Point-of-Care Ultrasound Diagnosis of Proximal Hamstring Rupture

Published:December 18, 2017DOI:



      Acute proximal hamstring ruptures can be a diagnostic challenge in the emergency department. The revealing sign of large posterior thigh ecchymosis is typically not yet present; the physical examination is limited due to pain, radiographs can be unremarkable, and definitive testing with magnetic resonance imaging is not practical. These avulsions are often misdiagnosed as hamstring strains and treated conservatively. The diagnosis is made after failed treatment, often months after the injury. Surgical repair at that time can be technically challenging and higher risk due to tendon retraction and adhesion of the tendon stump to the sciatic nerve.

      Case Reports

      The first case illustrates an example of how delay in diagnosis can occur in both emergency medicine and outpatient primary care settings.
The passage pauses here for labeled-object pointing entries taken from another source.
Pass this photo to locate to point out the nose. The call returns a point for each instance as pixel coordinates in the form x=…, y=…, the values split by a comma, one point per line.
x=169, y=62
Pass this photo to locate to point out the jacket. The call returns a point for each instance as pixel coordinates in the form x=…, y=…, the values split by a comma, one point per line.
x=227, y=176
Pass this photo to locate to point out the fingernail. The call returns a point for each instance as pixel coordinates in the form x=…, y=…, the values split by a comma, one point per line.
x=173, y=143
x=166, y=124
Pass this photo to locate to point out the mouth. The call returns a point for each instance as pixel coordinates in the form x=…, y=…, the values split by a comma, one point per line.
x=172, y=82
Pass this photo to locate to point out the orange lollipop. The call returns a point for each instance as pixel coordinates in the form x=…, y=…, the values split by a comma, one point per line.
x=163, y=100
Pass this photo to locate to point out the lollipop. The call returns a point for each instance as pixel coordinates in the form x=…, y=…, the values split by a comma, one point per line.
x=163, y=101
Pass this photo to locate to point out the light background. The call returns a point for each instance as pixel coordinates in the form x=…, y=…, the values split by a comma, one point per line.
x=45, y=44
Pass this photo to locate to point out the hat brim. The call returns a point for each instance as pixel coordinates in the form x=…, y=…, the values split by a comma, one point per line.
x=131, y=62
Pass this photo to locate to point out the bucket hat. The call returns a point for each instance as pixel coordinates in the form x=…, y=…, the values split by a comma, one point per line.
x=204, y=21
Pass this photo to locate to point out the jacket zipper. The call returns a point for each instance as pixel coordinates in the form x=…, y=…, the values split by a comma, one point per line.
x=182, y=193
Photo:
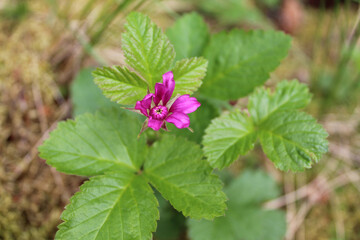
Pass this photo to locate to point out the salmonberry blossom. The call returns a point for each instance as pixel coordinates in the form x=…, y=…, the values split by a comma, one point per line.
x=159, y=108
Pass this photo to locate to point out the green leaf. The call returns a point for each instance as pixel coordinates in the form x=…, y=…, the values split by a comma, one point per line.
x=293, y=140
x=288, y=95
x=171, y=223
x=113, y=206
x=94, y=144
x=120, y=85
x=234, y=11
x=176, y=169
x=188, y=74
x=85, y=95
x=189, y=35
x=244, y=218
x=227, y=137
x=200, y=120
x=147, y=49
x=239, y=61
It also shows complications and morbidity potential for patients who warrant and do not receive timely surgical repair. The second case illustrates physical examination findings obtainable during the acute setting, and the use of point-of-care ultrasound (POCUS) in facilitating an expedited diagnosis and treatment plan.

      Why Should an Emergency Physician Be Aware of This?

      Timely diagnosis of hamstring rupture is paramount to optimize patient outcomes for this serious injury. The best results are obtained with surgical repair within 3–6 weeks of injury. POCUS evaluation can aid significantly in the timely diagnosis of this injury. If the POCUS examination raises clinical concern for a proximal hamstring rupture, this may allow for earlier diagnosis and definitive treatment of proximal hamstring rupture.